Nathan Krissoff is one of the 4,229 American service members who gave their lives in Iraq during my presidency. More than 30,000 suffered wounds of war. I will always carry with me the grief their families feel. I will never forget the pride they took in their work, the inspiration they brought to others, and the difference they made in the world. Every American who served in Iraq helped to make our nation safer, gave twenty-five million people the chance to live in freedom, and changed the direction of the Middle East for generations to come. There are things we got wrong in
Iraq, but that cause is eternally right.
*To prevent fraud, election officials had each voter dip a finger in purple ink.
**John answered the call to serve four times in my administration—as ambassador to the United Nations, ambassador to Iraq, director of national intelligence, and deputy secretary of state.
***It included J. D. Crouch, Steve’s deputy and a former ambassador to Romania; Meghan O’Sullivan; Bill Luti, a retired Navy captain; Brett McGurk, a former law clerk to Chief Justice William Rehnquist; Peter Feaver, a Duke political science professor who had taken leave to join the administration; and two-star general Kevin Bergner.
****Led by Condi, Ryan Crocker, Brett McGurk, and State Department adviser David Satterfield.
ust before noon on January 20, 2005, I stepped onto the Inaugural platform. From the west front of the Capitol, I looked out on the crowd of four hundred thousand that stretched back across the National Mall. Behind them I could see the Washington Monument, the Lincoln Memorial, and Arlington National Cemetery on the other side of the Potomac.
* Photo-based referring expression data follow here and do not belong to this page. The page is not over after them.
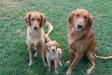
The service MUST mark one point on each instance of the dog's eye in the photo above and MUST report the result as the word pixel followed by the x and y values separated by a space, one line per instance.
pixel 38 19
pixel 49 46
pixel 32 19
pixel 85 17
pixel 77 15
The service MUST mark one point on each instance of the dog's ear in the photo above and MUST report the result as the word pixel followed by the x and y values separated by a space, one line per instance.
pixel 27 19
pixel 43 20
pixel 57 44
pixel 90 20
pixel 70 18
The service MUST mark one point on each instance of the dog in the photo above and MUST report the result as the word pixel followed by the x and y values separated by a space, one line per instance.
pixel 81 39
pixel 35 33
pixel 53 52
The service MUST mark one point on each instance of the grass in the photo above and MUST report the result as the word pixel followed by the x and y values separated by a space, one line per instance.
pixel 13 52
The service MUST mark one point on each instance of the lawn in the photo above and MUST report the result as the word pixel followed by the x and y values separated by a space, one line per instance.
pixel 13 52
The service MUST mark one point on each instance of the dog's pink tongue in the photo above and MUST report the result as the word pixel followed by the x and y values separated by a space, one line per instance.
pixel 77 29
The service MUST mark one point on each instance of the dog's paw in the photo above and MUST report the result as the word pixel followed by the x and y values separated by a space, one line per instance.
pixel 48 69
pixel 35 55
pixel 89 71
pixel 60 64
pixel 56 72
pixel 30 63
pixel 67 62
pixel 68 72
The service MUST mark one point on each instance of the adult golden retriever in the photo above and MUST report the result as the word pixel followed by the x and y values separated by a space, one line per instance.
pixel 81 39
pixel 35 33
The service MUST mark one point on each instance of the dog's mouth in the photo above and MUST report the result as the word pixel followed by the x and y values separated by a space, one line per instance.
pixel 77 29
pixel 35 29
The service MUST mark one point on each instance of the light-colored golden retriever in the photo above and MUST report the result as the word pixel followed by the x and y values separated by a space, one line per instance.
pixel 35 33
pixel 81 39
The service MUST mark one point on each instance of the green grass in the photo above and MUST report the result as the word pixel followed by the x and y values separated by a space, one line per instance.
pixel 13 52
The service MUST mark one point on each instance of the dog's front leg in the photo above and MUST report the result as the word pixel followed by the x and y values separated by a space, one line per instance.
pixel 43 59
pixel 48 62
pixel 30 55
pixel 56 65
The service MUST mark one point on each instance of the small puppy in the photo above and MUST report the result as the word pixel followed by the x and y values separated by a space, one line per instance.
pixel 53 53
pixel 35 33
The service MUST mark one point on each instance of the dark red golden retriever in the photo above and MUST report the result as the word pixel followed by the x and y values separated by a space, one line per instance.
pixel 81 39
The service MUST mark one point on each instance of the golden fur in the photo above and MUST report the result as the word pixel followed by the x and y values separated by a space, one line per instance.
pixel 35 32
pixel 52 52
pixel 81 39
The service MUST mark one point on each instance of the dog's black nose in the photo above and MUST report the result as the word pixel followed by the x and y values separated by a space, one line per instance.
pixel 53 50
pixel 35 28
pixel 79 26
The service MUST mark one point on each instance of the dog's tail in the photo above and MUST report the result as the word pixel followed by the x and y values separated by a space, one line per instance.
pixel 50 28
pixel 103 57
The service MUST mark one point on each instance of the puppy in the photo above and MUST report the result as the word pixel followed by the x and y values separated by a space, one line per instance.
pixel 53 53
pixel 81 39
pixel 35 33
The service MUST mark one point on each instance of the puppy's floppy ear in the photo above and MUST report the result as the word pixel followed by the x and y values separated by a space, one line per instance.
pixel 57 44
pixel 27 19
pixel 70 18
pixel 90 20
pixel 43 20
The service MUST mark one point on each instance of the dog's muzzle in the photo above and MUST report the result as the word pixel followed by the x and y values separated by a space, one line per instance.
pixel 79 27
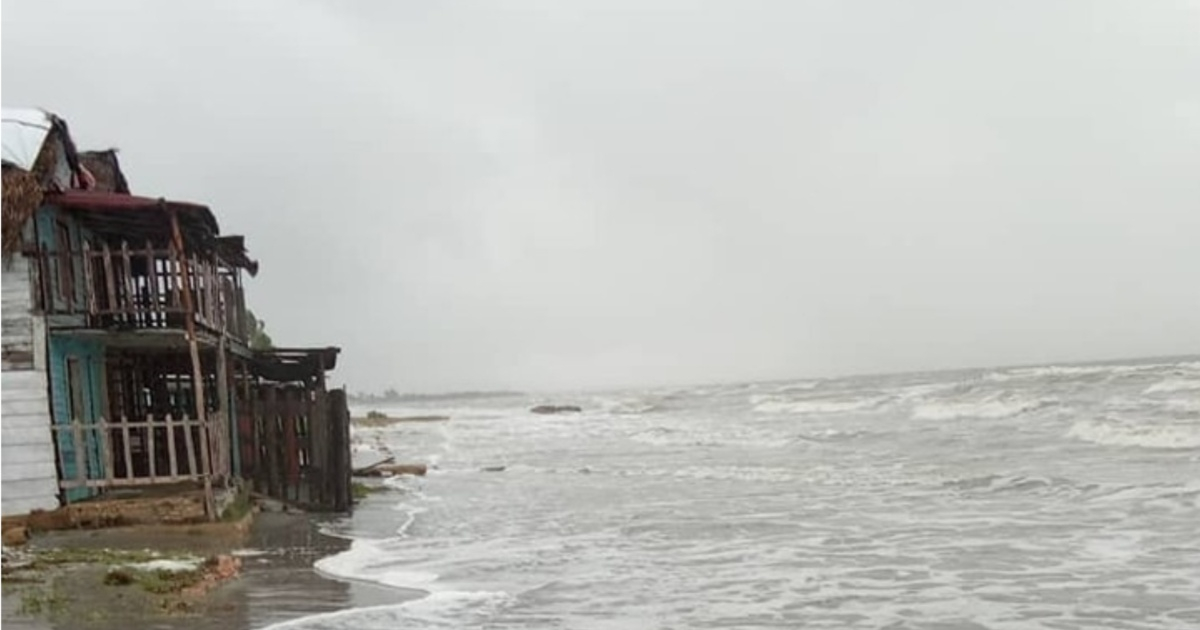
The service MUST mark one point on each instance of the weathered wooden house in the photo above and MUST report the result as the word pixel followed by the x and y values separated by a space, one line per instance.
pixel 126 358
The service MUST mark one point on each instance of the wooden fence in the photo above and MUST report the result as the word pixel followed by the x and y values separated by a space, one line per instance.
pixel 105 455
pixel 139 288
pixel 295 445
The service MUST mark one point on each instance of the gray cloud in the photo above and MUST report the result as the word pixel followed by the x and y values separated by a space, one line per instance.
pixel 541 195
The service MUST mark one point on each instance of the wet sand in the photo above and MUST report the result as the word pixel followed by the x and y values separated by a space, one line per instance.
pixel 277 581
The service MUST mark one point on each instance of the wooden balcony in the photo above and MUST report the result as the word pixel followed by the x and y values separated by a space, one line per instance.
pixel 143 288
pixel 141 453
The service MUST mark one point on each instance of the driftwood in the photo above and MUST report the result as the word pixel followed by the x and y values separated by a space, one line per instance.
pixel 556 409
pixel 366 469
pixel 394 469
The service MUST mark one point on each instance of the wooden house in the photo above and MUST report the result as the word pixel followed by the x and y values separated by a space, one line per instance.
pixel 126 346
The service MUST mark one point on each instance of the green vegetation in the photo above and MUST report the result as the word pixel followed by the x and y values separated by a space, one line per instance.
pixel 163 582
pixel 257 334
pixel 46 558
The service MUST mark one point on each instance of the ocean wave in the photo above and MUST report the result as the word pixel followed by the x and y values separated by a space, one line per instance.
pixel 449 609
pixel 1020 484
pixel 988 408
pixel 1174 384
pixel 742 437
pixel 775 405
pixel 1113 433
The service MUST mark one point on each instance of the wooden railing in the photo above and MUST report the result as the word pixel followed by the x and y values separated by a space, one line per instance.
pixel 138 453
pixel 139 288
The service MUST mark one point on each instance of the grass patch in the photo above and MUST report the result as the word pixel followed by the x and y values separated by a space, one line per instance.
pixel 42 603
pixel 166 582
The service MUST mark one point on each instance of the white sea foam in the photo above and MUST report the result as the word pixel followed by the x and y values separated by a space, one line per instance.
pixel 989 408
pixel 1173 385
pixel 775 405
pixel 1114 433
pixel 450 609
pixel 857 520
pixel 369 561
The 2005 Inauguration marked the third time I had admired that view. In 1989, I was a proud son watching his dad get sworn in. In 2001, I took the presidential oath under freezing rain and the clouds of a disputed election. I had to concentrate on each step down the Capitol stairs, which were a lot narrower than I’d expected. It took time for my senses to adjust to the flurry of sounds and sights. I stared out at the huge huddled mass of black and gray overcoats. I wondered if the sleet would make it hard to see the TelePrompTer when I gave my Inaugural Address.
Four years later, the sky was sunny and clear. The colors seemed more vibrant. And the election results had been decisive. As I walked down the blue-carpeted steps toward the stage, I was able to pick out individual faces in the crowd. I saw Joe and Jan O’Neill, along with a large contingent from Midland. I smiled at the dear friends who had introduced me to the wonderful woman at my side. One thing was for sure: As we enjoyed our burgers that night in 1977, none of us expected this.